The other book I read that was a learning experience was a printed copy of a nonfiction book I purchased to read with my book club. It is a well-researched book that focuses on a part of my country’s history. Reading it was a great reminder of the differences in reading a fiction and a nonfiction work. “Work” is an appropriate word here, because of the extensive research effort of the author and the extra time and focus the reader needs to devote to reading the book. There are so many historical figures that play into the book along with settings of note. It is hard, but important, to keep track of them all. It is a very good and well written book and appropriate for book club discussion. I had to schedule reading it into my day so that I finished it by the time of our meeting. In other words, reading it was a chore; to do it justice, I took extensive notes and found the process tiring. Also, it did not focus on a subject that is my primary strength which makes the book intrinsically less interesting and more difficult to read. I brought less background knowledge to the table.

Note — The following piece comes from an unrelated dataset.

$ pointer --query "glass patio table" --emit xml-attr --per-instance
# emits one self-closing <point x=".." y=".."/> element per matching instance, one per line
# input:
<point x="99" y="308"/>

The book was not entertaining, but I am glad I read it. Although nonfiction varies widely, in general it is not my favorite genre. As all teachers should know, I was reminded that nonfiction, which is the foundation of most subject area texts, requires a different set of reading skills and those should be explicitly taught after students master the general reading process. Early elementary focuses on “learning to read” and grades above that should focus on “reading to learn.” Some middle and high school teachers believe that students leave elementary school with the skills they need for content area reading. This knowledge, however, is developmental; what is needed to process a middle grade text is not sufficient for comprehension of a high school text. Unfortunately, many students do not leave elementary school reading on grade level, making the gap even larger. To some degree, all teachers must be reading teachers.


  1. WendyW says:

    Wow, Linda, this is eye-opening. I recently read a couple of nonfiction books, and you’re right, it’s so different than reading fiction. And I agree, I do prefer fiction.

    Liked by 1 person

    • lghiggins says:

      Fiction is my go-to when I want to relax; it’s what I choose for pleasure. I’m glad to be reading with my book club friends as we read books that have more depth to them and broaden my horizons.


  2. Nancy says:

    Funny… we just read a nonfiction book for our Book Club and like you said… IT WAS A CHORE! We all agreed we would not do that again…
    We want a story and we want fiction.
    Have a lovely week my friend!

    Liked by 1 person

    • lghiggins says:

      Great comment and good to hear what others think. I don’t know that my group will abandon nonfiction entirely, but we all seemed to be in agreement on the level of difficulty with nonfiction at least for that one book. We aren’t reading for school or for a job; WE get to make our reading choices! 💜

      Liked by 1 person

  3. Carla says:

    This is an excellent post Linda and you are absolutely right. When is was a teacher librarian and worked with intermediate teachers we worked together to teach students how to research and present what they learned without plagiarizing and just regurgitating what they read. We had high school teachers contacting our school to find out what we had done because our graduates were doing so well. It seemed like a no brainer to me, but content as opposed to skills is often what is front and center.